Derrière, Steve Chainel tente bien de l’accompagner. Malheureusement, le Lorrain a cassé sa chaîne à l’entraînement vendredi et sa nouvelle chaîne craque sur les pignons. De peur de briser à nouveau son matériel, il opte pour son vélo de rechange dès son deuxième passage devant le poste matériel, se pensant alors condamné. Francis Mourey a donc fait le trou et il décide de gérer son avance plutôt que de prendre des risques. La perfection, pense-t-on. Ses trajectoires sont propres, sa force incontestable, sa confiance inébranlable. Mais même les meilleurs peuvent être soumis à une once de malchance. Et à mi-course, Mourey découvre ce qui va constituer le tournant de l’épreuve : son pneu avant est à plat ! Habilement, le coureur manœuvre dans les descentes techniques, mais il perd du terrain dans sa course vers le poste matériel et est rattrapé…
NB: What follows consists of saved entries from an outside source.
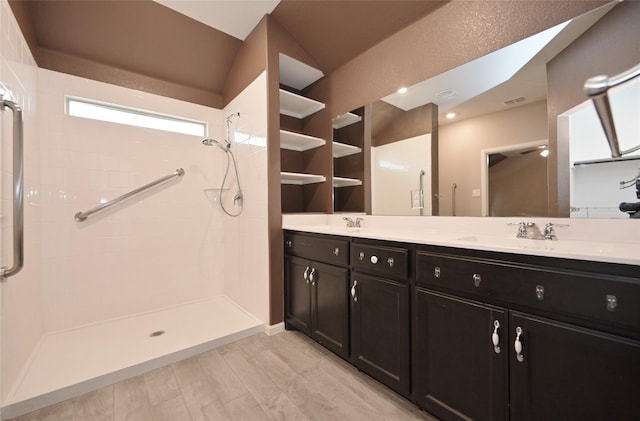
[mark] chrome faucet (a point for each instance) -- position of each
(528, 230)
(351, 223)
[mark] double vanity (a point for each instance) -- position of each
(468, 321)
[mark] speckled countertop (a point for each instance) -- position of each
(613, 241)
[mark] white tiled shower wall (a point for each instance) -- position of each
(150, 252)
(166, 247)
(21, 324)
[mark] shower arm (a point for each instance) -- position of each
(596, 88)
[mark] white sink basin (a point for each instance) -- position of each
(561, 246)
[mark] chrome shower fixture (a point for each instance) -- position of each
(211, 142)
(238, 197)
(230, 118)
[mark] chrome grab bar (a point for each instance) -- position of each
(18, 191)
(81, 216)
(596, 88)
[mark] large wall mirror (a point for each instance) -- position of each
(490, 158)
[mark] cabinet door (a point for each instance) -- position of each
(298, 289)
(380, 330)
(330, 307)
(458, 373)
(570, 373)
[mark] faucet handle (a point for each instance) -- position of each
(522, 229)
(549, 233)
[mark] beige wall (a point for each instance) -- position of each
(461, 143)
(20, 309)
(609, 47)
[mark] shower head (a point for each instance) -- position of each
(210, 142)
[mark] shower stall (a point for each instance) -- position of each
(150, 280)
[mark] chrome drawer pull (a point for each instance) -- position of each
(305, 275)
(517, 345)
(353, 291)
(313, 281)
(495, 338)
(476, 279)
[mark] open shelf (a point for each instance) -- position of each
(298, 106)
(298, 141)
(300, 178)
(297, 74)
(343, 149)
(345, 119)
(346, 182)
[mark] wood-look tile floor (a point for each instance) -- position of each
(281, 377)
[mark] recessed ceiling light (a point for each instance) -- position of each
(446, 94)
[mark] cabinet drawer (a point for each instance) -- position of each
(605, 299)
(387, 262)
(323, 249)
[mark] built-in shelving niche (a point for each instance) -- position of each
(302, 170)
(348, 162)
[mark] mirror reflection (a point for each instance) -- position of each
(505, 111)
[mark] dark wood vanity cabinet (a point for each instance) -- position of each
(471, 334)
(458, 374)
(566, 372)
(568, 338)
(380, 314)
(316, 301)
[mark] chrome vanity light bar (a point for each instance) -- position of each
(596, 88)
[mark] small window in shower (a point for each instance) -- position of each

Contre toute attente, Francis Mourey se voit donc dans l’obligation de composer avec un adversaire. Ce garçon-là, c’est justement Steve Chainel ! A mi-parcours, un nouveau Championnat de France commence. Mourey les mains en haut du guidon et le visage fermé, Chainel la tête dodelinant enfoncée dans les épaules. L’allure diffère entre les deux hommes de tête mais l’efficacité reste la même. Et rien ne permet de les départager dans la seconde partie de la course. Les quelques accélérations portées par Francis Mourey ne permettent plus au multiple champion de France de se dégager de son embarrassant adversaire, qui sent la revanche de l’édition passée poindre le bout de son nez. Pourtant, il ne se fait guère d’illusions quant à ses chances de battre le champion au sprint, persuadé de sa supériorité physique par le développement qu’il emmène.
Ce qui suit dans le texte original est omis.